What is in store for Baccarat?

It is highly doubtful that Fortune Fountain will be able to gain access to relief loans or other forms of capital, or that it can respond to all the demands imposed by creditors. Fortune Fountain acquired the French crystal maker through loans across various lenders. Now, the Hong-Kong investment company finds itself in a daunting situation, as it has been under compulsory liquidation since July.

Various sources also report leadership failures. Since CEO Daniela Riccardi resigned in March, Fortune Fountain shareholder Sun has taken on the role. But, according to the South China Morning Post, this move violates a crucial clause in the loan. Furthermore, stability and consistency seem hard to find, considering that Coco Chu cannot be found, although she retains the chairman position. Her absence and lack of commitment keep the company from fulfilling its duties to shareholders.
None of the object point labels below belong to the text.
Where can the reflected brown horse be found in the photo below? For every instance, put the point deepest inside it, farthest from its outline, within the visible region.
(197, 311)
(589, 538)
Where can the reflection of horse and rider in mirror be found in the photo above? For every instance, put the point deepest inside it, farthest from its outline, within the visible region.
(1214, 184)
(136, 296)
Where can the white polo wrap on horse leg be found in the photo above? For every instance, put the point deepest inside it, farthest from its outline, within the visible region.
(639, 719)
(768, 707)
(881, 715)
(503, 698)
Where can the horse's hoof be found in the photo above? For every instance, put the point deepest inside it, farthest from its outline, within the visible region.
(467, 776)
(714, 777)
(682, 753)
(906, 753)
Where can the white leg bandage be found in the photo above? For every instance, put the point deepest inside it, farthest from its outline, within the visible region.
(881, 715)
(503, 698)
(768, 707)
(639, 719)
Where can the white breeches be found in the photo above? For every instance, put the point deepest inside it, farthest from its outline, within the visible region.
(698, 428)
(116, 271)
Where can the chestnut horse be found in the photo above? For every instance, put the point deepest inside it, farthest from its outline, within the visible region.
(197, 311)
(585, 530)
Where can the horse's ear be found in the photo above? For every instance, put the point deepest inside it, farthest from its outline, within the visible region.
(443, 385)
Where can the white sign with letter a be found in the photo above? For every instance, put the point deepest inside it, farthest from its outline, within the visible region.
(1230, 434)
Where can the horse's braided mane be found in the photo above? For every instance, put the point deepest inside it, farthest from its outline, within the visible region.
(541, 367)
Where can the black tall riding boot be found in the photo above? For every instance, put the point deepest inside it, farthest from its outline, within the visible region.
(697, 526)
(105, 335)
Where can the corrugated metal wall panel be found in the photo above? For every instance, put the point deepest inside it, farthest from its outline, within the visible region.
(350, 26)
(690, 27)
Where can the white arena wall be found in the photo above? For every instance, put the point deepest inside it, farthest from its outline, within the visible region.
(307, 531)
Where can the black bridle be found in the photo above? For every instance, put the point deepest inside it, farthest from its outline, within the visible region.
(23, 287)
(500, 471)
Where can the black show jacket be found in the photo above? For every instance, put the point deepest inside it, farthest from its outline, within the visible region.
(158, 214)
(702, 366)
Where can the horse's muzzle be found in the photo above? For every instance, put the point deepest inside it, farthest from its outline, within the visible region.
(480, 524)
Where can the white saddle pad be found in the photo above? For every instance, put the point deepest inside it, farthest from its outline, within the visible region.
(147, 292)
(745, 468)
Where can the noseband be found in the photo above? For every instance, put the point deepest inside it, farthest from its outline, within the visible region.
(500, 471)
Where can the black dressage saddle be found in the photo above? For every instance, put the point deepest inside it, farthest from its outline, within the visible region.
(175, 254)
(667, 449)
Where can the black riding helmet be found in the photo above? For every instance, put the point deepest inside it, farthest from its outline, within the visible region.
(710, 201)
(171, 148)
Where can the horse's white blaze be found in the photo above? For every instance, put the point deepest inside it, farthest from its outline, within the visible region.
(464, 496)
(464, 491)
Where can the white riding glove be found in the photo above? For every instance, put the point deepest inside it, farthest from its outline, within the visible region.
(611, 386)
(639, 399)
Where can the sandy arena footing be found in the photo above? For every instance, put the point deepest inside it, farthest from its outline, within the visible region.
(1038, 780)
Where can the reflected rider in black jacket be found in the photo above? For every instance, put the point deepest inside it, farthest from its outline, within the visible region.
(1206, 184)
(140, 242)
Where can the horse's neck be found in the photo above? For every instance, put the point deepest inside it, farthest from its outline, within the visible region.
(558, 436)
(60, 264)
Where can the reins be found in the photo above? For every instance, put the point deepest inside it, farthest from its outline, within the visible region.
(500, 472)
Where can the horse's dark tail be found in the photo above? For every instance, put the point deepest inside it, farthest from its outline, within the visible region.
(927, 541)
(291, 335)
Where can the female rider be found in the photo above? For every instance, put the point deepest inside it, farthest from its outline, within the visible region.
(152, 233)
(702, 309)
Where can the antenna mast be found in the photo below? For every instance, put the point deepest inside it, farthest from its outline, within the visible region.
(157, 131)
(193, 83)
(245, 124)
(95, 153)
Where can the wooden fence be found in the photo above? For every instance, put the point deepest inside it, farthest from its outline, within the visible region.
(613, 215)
Additionally, there’s no one to protect the interests of the Baccarat employees, so we can expect many good workers to leave. The core of most heritage brands is their skilled workforces. All too frequently, these workers come from a lineage of craftspeople, so losing top talent could spell disaster for Baccarat.

Apart from the internal problems, there’s also the global economy. The COVID-19 crisis has become a pervasive problem, and, in these uncertain times, “consumers are being mindful about their spending and [are] trading down to less expensive products,” says McKinsey. Therefore, the dream of reestablishing Baccarat’s glory seems unfeasible right now.

Even affluent consumers in emerging Asian markets are shifting their spending behaviors and prioritizing essentials and experiential luxury rather than crystal tableware or extravagant chandeliers. Also of note, younger consumers tend to prefer trendy pieces to Baccarat’s classic designs. “Over the past few years, the consumers have been replacing old-fashioned designs with new fashionable products such as glass tableware products,” says the Glass Tableware Market Size, Share & Trends Analysis Report 2019 – 2025.

Against the backdrop of market turbulence, Baccarat registered a 30-percent decrease in sales during the first half of 2020 to $61.4 million (52.2 million euros), citing “an unprecedented global health crisis.” Thanks to the perils of managerial neglect and insolvency, as well as the dire consequences of the COVID-19 crisis, it would be easy to argue that the future of Baccarat is ill-fated.